Election Day was the darkest day for me since John F. Kennedy was elected president. (I was only 4 at the time and didn’t realize that I was Roman Catholic). I couldn’t believe how the Republicans were trounced, after I had invested a year listening to right wing radio.

I know I’ve written like a liberal Democrat at times but that was only during brief periods when I could find a left wing radio station. The rest of the year was spent learning about the evils of liberalism, until I was completely brainwashed.

My radio buddies assured me that the Dems would gain only a few seats in the House and none in the Senate. So, imagine my disappointment when I watched the shocking returns on Fox News. My heart also bled for that fair and balanced broadcast team. They weren’t actually eating crow but they were speaking it.

I had expected a Republican majority for the rest of my lifetime, so I suddenly felt like a stranger in a strange land. Where was the one-party rule we had grown to love? Where were the bare-knuckled politics that divided the country into red and blue?

One saving grace for me was that I live in Illinois. Here we take one-party rule to the maximum. There used to be a war between downstate Republicans and upstate Democrats but now the Dems control all the state offices. This party unity has ushered in a new era in ethics in Chicago and Springfield, with many of our politicians continuing to perform community service long after they’ve left office.

Still, I missed the partisan politics that had ripped the country apart for six years. Then I remembered I lived in Forest Park. If anyone in this country can keep a political war going, we can. We won’t always have the same two checks against the same three balances but it’s worked so far.

Forest Park politics were one consolation; another would be listening to my radio friends. I was hoping they’d be gracious losers, because even the president admitted his party had been thumped.

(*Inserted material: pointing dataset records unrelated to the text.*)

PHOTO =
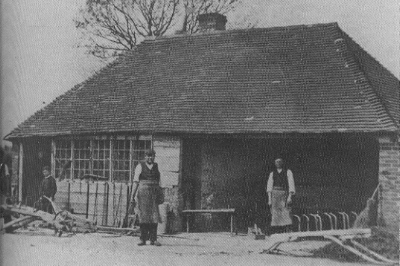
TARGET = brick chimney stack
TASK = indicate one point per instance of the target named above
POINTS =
(211, 22)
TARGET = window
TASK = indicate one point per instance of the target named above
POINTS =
(139, 148)
(63, 159)
(81, 158)
(101, 158)
(113, 160)
(121, 160)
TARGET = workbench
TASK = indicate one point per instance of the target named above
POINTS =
(231, 212)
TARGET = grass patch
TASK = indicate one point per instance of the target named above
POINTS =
(382, 241)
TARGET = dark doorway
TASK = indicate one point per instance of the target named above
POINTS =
(37, 153)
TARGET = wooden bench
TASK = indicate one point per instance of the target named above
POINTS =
(231, 212)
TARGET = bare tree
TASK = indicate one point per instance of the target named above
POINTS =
(110, 27)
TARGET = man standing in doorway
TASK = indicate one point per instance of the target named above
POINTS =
(280, 189)
(48, 188)
(146, 183)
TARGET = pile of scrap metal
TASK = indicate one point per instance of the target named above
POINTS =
(62, 221)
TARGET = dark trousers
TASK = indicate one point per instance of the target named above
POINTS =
(46, 206)
(148, 231)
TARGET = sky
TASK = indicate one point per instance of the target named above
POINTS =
(40, 58)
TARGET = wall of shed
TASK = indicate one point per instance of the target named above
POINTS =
(389, 178)
(36, 155)
(332, 173)
(104, 202)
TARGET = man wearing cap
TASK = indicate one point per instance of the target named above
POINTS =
(146, 183)
(280, 189)
(48, 188)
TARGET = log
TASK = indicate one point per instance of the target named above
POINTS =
(17, 223)
(29, 211)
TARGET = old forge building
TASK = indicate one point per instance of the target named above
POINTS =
(217, 107)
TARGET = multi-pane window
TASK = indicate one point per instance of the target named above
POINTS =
(113, 160)
(121, 160)
(63, 159)
(139, 149)
(101, 158)
(81, 158)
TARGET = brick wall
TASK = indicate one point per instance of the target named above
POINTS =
(389, 177)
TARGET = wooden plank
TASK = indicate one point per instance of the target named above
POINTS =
(20, 171)
(353, 250)
(210, 211)
(52, 158)
(373, 253)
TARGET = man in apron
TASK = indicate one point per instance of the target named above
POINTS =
(280, 189)
(48, 188)
(146, 183)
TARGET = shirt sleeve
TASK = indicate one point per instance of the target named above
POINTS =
(291, 182)
(270, 182)
(138, 171)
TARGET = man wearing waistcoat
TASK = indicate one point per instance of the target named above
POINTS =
(48, 188)
(146, 183)
(280, 189)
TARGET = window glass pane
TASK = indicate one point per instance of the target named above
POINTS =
(81, 158)
(62, 159)
(121, 158)
(101, 158)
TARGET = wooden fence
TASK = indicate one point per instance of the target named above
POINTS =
(104, 202)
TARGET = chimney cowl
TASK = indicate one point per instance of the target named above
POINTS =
(211, 22)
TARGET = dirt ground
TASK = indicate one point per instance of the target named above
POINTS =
(41, 247)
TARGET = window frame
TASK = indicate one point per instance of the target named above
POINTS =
(135, 155)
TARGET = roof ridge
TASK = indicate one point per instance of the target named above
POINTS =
(151, 39)
(361, 79)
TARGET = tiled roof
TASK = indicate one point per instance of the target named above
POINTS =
(306, 79)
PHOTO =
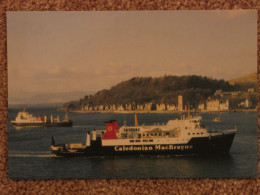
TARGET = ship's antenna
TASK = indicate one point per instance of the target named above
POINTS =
(136, 121)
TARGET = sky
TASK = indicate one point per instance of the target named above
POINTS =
(66, 52)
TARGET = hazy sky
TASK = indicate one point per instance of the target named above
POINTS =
(89, 51)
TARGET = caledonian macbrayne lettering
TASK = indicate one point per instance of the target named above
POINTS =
(151, 148)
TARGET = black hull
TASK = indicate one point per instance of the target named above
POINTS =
(220, 144)
(48, 124)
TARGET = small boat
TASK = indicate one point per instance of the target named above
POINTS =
(25, 119)
(176, 137)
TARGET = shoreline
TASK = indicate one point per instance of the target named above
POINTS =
(166, 111)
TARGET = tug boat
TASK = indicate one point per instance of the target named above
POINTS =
(217, 119)
(24, 119)
(176, 137)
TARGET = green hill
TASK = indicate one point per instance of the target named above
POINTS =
(140, 90)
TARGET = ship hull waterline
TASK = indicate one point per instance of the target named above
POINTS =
(219, 144)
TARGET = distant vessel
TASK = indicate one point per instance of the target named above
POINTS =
(176, 137)
(24, 119)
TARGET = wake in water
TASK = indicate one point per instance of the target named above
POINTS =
(32, 155)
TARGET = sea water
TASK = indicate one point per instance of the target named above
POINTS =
(30, 156)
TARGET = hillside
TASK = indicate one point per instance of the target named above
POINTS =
(250, 78)
(140, 90)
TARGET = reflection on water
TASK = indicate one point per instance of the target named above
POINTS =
(30, 157)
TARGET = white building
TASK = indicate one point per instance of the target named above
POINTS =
(216, 105)
(171, 107)
(180, 103)
(148, 106)
(201, 106)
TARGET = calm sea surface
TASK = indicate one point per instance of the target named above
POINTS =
(30, 156)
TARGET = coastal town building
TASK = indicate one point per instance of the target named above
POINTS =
(160, 107)
(148, 106)
(216, 105)
(171, 107)
(201, 106)
(246, 104)
(180, 103)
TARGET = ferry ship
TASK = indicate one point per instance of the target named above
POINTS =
(25, 119)
(176, 137)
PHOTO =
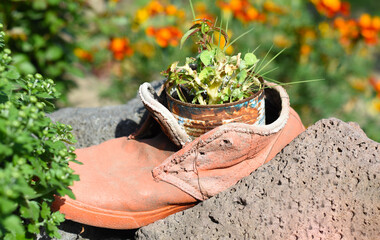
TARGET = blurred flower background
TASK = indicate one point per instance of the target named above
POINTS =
(102, 50)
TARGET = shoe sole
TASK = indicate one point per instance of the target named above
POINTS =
(104, 218)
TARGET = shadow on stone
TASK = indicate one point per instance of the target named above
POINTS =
(82, 231)
(125, 127)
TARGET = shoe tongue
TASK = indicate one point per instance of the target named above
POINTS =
(273, 105)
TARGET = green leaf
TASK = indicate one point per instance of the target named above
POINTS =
(187, 35)
(33, 228)
(242, 75)
(39, 4)
(7, 206)
(12, 73)
(30, 210)
(13, 224)
(53, 53)
(45, 210)
(250, 59)
(206, 57)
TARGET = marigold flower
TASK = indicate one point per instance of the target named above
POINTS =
(272, 7)
(281, 41)
(171, 10)
(154, 8)
(145, 49)
(369, 28)
(242, 10)
(348, 30)
(120, 48)
(358, 84)
(165, 36)
(83, 54)
(375, 84)
(330, 8)
(375, 105)
(305, 50)
(202, 13)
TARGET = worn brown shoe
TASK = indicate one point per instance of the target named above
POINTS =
(126, 184)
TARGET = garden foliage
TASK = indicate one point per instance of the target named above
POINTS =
(33, 155)
(41, 35)
(323, 39)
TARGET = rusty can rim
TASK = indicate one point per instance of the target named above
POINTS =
(217, 105)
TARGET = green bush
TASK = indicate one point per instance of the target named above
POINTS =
(33, 155)
(41, 35)
(135, 42)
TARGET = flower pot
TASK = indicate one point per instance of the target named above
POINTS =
(198, 119)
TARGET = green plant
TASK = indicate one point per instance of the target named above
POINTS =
(41, 35)
(213, 77)
(33, 155)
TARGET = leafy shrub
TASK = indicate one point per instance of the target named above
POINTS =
(41, 35)
(33, 155)
(323, 39)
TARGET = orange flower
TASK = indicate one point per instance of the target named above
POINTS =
(154, 8)
(242, 10)
(120, 48)
(165, 36)
(348, 30)
(369, 28)
(330, 8)
(202, 13)
(375, 84)
(282, 41)
(270, 6)
(171, 10)
(83, 54)
(305, 50)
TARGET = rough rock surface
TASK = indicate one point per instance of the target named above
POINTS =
(323, 185)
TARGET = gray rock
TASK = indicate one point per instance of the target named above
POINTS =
(323, 185)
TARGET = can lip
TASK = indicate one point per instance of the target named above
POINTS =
(216, 105)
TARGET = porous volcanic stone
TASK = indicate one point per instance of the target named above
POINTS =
(323, 185)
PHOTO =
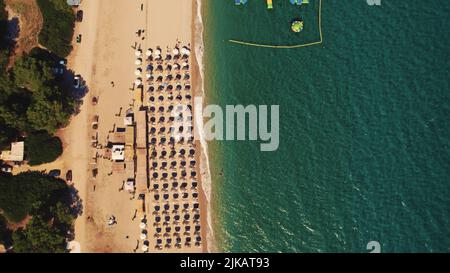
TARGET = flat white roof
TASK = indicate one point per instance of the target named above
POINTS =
(16, 153)
(118, 152)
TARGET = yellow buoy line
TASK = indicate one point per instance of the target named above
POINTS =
(287, 46)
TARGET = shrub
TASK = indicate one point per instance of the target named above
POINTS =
(42, 148)
(58, 28)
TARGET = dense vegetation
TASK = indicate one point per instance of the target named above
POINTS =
(33, 105)
(42, 148)
(48, 200)
(57, 31)
(32, 100)
(4, 44)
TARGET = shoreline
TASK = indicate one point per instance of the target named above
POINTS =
(206, 185)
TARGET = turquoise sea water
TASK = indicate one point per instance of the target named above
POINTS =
(364, 136)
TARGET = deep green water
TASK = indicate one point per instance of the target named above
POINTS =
(364, 136)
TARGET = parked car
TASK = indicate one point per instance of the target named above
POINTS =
(80, 16)
(55, 173)
(69, 176)
(77, 82)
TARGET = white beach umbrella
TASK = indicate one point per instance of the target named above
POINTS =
(184, 50)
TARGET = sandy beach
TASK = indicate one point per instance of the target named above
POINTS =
(106, 61)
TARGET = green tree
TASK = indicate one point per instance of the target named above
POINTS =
(47, 115)
(40, 236)
(32, 73)
(42, 148)
(59, 21)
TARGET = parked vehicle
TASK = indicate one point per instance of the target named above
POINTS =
(69, 176)
(79, 16)
(55, 173)
(77, 82)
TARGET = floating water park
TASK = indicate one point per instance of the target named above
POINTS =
(297, 25)
(270, 3)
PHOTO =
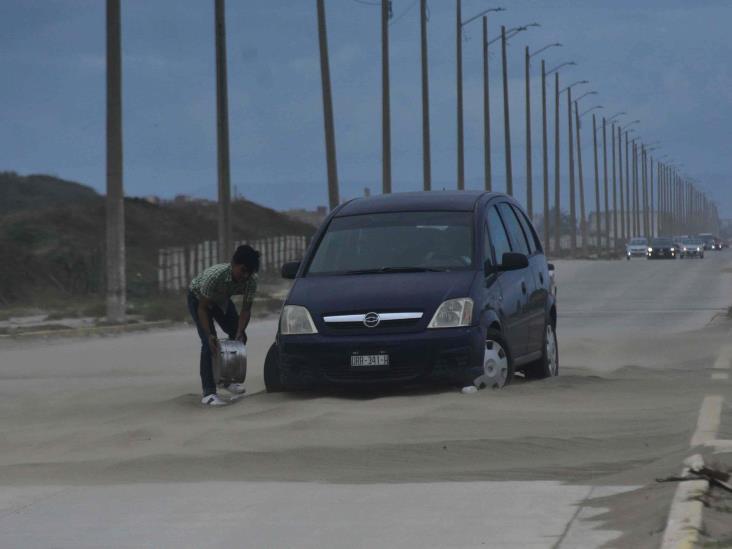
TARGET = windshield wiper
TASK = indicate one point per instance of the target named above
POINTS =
(384, 270)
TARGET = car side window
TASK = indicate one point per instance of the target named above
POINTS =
(531, 236)
(497, 233)
(515, 232)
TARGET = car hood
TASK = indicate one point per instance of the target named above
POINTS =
(390, 292)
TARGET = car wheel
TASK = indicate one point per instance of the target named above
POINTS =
(497, 363)
(548, 364)
(272, 379)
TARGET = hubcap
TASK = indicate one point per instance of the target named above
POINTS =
(495, 366)
(551, 350)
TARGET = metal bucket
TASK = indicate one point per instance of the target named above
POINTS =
(230, 363)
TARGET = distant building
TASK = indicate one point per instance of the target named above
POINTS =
(311, 217)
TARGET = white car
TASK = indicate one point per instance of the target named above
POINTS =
(637, 247)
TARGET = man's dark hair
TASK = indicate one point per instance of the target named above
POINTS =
(247, 256)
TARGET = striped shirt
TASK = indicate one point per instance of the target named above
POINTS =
(217, 284)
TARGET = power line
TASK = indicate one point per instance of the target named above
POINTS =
(405, 12)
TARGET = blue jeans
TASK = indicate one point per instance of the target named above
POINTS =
(229, 322)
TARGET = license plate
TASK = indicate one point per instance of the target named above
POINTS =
(369, 361)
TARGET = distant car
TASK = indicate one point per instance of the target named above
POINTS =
(710, 241)
(661, 248)
(691, 247)
(408, 286)
(637, 247)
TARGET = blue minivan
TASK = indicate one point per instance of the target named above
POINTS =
(400, 288)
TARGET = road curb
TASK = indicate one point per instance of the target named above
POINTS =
(91, 330)
(685, 517)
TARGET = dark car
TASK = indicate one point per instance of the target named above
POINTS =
(662, 248)
(400, 288)
(691, 247)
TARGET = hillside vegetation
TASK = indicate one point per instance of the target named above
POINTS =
(52, 236)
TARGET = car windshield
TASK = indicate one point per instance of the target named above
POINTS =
(395, 242)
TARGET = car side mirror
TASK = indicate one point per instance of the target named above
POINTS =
(289, 270)
(512, 261)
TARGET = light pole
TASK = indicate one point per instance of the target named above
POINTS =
(459, 23)
(557, 201)
(385, 100)
(604, 167)
(583, 218)
(330, 146)
(222, 134)
(506, 111)
(627, 229)
(426, 155)
(570, 148)
(529, 174)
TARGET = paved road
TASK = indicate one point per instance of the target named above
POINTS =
(102, 441)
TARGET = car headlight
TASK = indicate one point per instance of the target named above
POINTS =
(453, 313)
(296, 320)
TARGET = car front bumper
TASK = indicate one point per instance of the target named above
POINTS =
(662, 254)
(454, 354)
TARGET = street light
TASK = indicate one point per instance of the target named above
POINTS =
(506, 111)
(557, 195)
(591, 109)
(459, 36)
(529, 174)
(585, 95)
(570, 149)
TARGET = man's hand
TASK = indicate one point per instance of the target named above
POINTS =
(213, 343)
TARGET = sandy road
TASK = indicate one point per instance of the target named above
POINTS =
(102, 441)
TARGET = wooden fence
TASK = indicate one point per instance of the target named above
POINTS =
(178, 265)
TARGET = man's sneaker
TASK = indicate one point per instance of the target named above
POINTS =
(213, 400)
(235, 388)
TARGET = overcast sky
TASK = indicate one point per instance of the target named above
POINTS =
(665, 62)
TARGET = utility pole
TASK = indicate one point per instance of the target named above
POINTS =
(426, 162)
(597, 186)
(620, 182)
(486, 111)
(385, 106)
(629, 231)
(644, 194)
(506, 115)
(650, 203)
(459, 46)
(570, 148)
(529, 178)
(604, 167)
(545, 155)
(615, 191)
(330, 151)
(557, 201)
(583, 219)
(222, 134)
(115, 207)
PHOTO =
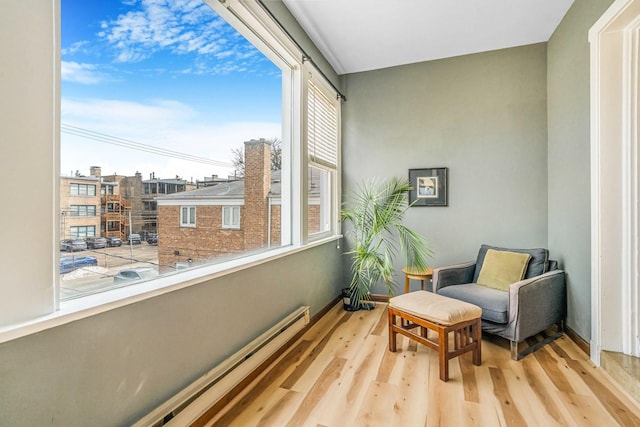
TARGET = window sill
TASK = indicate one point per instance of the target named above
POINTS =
(94, 304)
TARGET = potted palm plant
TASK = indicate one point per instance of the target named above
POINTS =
(374, 216)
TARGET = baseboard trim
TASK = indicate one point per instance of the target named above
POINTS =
(580, 342)
(226, 399)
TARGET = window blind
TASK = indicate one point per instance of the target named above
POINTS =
(322, 127)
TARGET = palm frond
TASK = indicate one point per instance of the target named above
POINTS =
(374, 215)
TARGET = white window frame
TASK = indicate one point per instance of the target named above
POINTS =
(330, 199)
(188, 220)
(232, 212)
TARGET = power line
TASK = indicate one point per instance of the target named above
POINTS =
(138, 146)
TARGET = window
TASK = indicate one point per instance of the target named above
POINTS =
(224, 78)
(83, 190)
(92, 98)
(322, 145)
(231, 217)
(81, 232)
(83, 210)
(188, 216)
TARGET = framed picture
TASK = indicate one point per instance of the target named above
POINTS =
(428, 187)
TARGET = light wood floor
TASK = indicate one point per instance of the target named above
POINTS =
(340, 373)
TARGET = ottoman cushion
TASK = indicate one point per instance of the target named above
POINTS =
(435, 308)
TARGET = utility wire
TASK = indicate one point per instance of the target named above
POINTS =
(127, 143)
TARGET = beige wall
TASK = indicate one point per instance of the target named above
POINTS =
(569, 159)
(484, 117)
(29, 107)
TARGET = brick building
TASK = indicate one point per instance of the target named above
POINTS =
(225, 219)
(79, 206)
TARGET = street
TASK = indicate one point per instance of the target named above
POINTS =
(90, 280)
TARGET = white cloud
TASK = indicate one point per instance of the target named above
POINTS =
(180, 27)
(81, 46)
(81, 73)
(166, 124)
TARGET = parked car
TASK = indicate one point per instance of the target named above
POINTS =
(132, 274)
(135, 239)
(72, 245)
(96, 242)
(71, 263)
(114, 241)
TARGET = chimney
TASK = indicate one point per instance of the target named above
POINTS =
(257, 184)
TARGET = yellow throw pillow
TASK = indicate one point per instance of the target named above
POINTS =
(502, 268)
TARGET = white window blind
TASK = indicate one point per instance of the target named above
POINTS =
(322, 127)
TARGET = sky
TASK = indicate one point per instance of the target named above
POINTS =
(148, 84)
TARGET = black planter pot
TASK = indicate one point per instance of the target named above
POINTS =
(350, 304)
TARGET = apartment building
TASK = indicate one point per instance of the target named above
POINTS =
(79, 206)
(152, 188)
(227, 218)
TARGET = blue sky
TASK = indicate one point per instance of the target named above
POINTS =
(166, 73)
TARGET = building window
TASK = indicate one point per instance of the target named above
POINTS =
(282, 203)
(83, 210)
(83, 190)
(231, 217)
(188, 216)
(81, 232)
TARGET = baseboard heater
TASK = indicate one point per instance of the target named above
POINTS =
(189, 404)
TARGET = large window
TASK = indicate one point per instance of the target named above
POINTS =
(200, 118)
(322, 143)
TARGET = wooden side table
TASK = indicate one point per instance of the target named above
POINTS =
(415, 274)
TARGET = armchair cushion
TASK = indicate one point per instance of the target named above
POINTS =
(494, 303)
(537, 265)
(501, 268)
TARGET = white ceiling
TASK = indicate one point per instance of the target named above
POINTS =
(362, 35)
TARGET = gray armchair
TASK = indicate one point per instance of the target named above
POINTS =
(529, 307)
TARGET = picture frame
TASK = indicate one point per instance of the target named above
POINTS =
(429, 187)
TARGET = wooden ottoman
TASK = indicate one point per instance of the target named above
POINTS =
(428, 311)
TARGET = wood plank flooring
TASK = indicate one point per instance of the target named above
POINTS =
(341, 373)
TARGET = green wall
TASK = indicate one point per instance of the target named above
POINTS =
(569, 156)
(483, 116)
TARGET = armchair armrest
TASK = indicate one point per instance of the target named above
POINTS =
(457, 274)
(536, 303)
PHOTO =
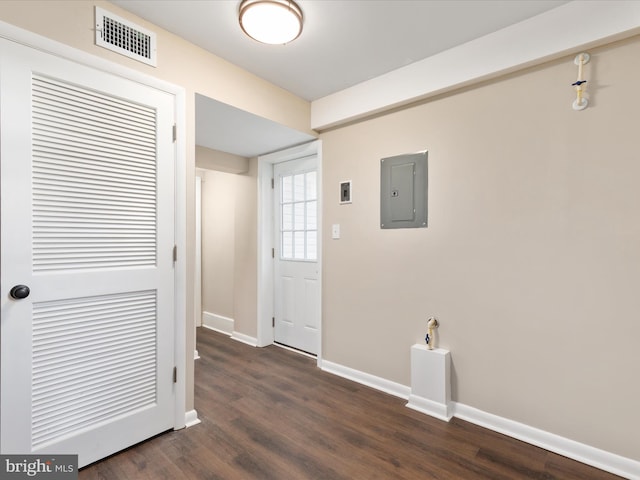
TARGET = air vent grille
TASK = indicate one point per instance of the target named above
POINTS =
(119, 35)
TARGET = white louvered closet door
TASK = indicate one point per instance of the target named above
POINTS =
(87, 224)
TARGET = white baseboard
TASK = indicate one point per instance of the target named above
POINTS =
(191, 418)
(609, 462)
(372, 381)
(218, 323)
(429, 407)
(241, 337)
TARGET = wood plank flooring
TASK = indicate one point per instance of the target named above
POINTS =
(271, 414)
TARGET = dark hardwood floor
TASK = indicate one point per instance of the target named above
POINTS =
(268, 413)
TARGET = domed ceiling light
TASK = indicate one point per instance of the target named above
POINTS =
(275, 22)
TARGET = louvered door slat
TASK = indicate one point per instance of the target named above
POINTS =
(90, 146)
(69, 332)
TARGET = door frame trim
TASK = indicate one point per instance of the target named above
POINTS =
(266, 237)
(52, 47)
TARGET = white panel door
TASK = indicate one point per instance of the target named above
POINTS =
(87, 200)
(297, 284)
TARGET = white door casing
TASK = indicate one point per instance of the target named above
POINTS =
(296, 268)
(88, 224)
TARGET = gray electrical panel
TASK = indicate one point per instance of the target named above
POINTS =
(403, 191)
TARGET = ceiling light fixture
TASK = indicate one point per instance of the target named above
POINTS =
(275, 22)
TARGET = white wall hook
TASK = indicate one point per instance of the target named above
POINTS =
(580, 103)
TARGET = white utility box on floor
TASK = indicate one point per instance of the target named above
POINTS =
(431, 381)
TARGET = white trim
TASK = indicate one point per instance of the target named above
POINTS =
(197, 297)
(219, 323)
(367, 379)
(553, 34)
(43, 44)
(429, 407)
(241, 337)
(191, 418)
(609, 462)
(266, 236)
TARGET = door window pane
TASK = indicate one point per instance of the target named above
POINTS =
(299, 216)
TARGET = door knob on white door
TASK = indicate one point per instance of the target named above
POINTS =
(19, 292)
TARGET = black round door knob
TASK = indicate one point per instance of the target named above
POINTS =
(20, 291)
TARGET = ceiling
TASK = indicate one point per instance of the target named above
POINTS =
(343, 43)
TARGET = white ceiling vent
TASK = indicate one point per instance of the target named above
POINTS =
(124, 37)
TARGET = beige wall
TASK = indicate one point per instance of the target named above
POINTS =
(218, 242)
(72, 23)
(246, 253)
(531, 260)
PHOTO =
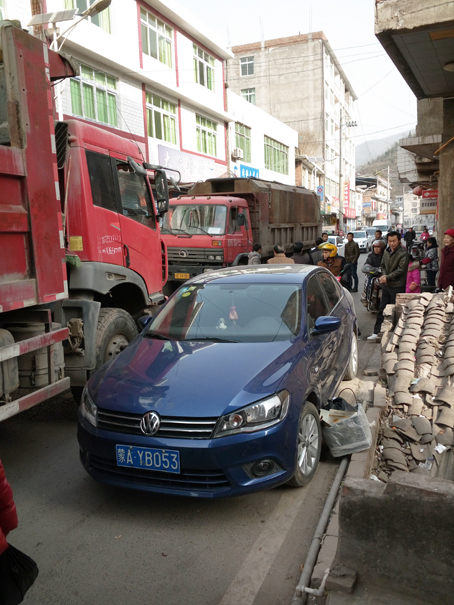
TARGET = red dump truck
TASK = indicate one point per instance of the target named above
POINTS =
(219, 220)
(81, 255)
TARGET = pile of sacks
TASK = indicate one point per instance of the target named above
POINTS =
(419, 365)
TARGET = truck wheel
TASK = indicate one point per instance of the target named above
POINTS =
(116, 329)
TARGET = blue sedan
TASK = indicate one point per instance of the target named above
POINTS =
(220, 393)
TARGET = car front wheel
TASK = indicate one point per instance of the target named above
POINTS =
(308, 444)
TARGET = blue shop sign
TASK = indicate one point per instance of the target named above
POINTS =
(246, 172)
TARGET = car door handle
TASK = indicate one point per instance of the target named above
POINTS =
(127, 259)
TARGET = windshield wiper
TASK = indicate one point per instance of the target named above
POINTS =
(157, 336)
(213, 339)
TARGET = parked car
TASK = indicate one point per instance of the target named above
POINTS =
(220, 394)
(364, 240)
(339, 242)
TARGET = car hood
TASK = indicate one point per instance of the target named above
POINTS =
(198, 379)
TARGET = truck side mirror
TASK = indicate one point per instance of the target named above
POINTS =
(162, 192)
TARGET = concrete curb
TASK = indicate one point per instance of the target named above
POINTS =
(360, 466)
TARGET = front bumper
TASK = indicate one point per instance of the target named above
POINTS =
(210, 468)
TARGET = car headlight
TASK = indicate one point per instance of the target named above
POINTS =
(255, 417)
(88, 409)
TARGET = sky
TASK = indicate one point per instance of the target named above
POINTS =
(385, 105)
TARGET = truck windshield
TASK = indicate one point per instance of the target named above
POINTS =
(195, 218)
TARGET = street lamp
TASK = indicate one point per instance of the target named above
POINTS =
(349, 124)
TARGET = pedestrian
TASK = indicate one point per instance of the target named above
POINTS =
(316, 253)
(351, 256)
(300, 257)
(409, 237)
(279, 257)
(424, 235)
(393, 266)
(331, 260)
(413, 283)
(430, 261)
(255, 257)
(446, 275)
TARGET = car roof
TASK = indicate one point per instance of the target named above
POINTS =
(277, 274)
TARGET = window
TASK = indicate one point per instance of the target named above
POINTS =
(134, 195)
(247, 66)
(161, 119)
(276, 156)
(93, 96)
(203, 67)
(316, 303)
(331, 287)
(249, 95)
(101, 180)
(157, 38)
(206, 135)
(243, 140)
(102, 19)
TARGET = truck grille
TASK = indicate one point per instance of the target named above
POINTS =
(175, 428)
(194, 255)
(188, 479)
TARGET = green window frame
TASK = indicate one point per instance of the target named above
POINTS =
(276, 156)
(161, 119)
(157, 38)
(248, 95)
(102, 19)
(203, 64)
(206, 136)
(94, 96)
(243, 140)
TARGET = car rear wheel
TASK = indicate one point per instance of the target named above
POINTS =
(352, 367)
(309, 445)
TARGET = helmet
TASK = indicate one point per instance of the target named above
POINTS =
(329, 246)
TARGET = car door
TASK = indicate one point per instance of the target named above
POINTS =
(320, 347)
(139, 235)
(338, 306)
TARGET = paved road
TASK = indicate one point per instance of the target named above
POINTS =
(100, 545)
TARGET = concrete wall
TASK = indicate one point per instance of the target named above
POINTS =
(400, 534)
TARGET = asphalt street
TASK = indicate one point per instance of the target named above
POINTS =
(97, 544)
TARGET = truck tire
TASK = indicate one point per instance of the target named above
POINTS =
(116, 329)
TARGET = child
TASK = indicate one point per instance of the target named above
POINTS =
(413, 273)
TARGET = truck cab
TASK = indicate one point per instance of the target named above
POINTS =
(204, 233)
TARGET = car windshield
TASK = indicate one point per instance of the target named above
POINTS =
(195, 218)
(230, 313)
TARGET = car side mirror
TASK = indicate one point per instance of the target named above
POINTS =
(162, 192)
(325, 324)
(144, 321)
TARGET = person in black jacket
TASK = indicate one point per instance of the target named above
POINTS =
(409, 237)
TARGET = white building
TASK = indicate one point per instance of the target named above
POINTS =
(148, 72)
(260, 145)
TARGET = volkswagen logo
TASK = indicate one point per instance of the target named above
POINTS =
(150, 423)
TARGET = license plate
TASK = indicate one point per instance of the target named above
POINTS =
(148, 458)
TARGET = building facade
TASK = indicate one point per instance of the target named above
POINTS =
(150, 73)
(299, 81)
(260, 145)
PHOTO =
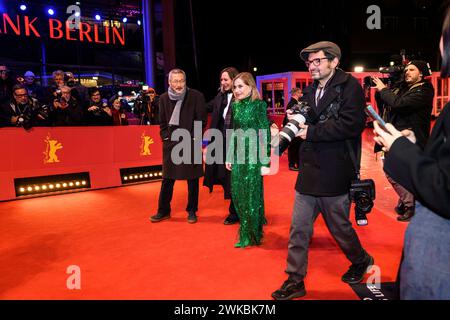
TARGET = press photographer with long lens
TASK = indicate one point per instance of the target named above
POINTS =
(23, 111)
(332, 131)
(408, 106)
(66, 111)
(147, 106)
(97, 111)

Instead, I heard the same old attacks.

That’s when it hit me: they had lied to me. They had given me a false picture of American politics. We aren’t a nation of liberals v. conservatives, Democrat v. Republican–we are Americans. And, when America is drifting in the wrong direction, we can come together at the ballot box to correct the course.

One by one, my radio friends signed off, without any of them changing the positions they had been yammering about for a year. Then I switched to sports radio.

It’s too soon to say that we’re entering a new age of political cooperation. But I think it would benefit Forest Park if a proverbial “balance” occasionally sided with a “check” and vice versa. Common sense leadership in place of partisanship–isn’t that what we demanded on Election Day?

John Rice

John Rice is a columnist/novelist who has seen his family thrive in Forest Park. He has published two books set in the village: The Ghost of Cleopatra and The Doll with the Sad Face.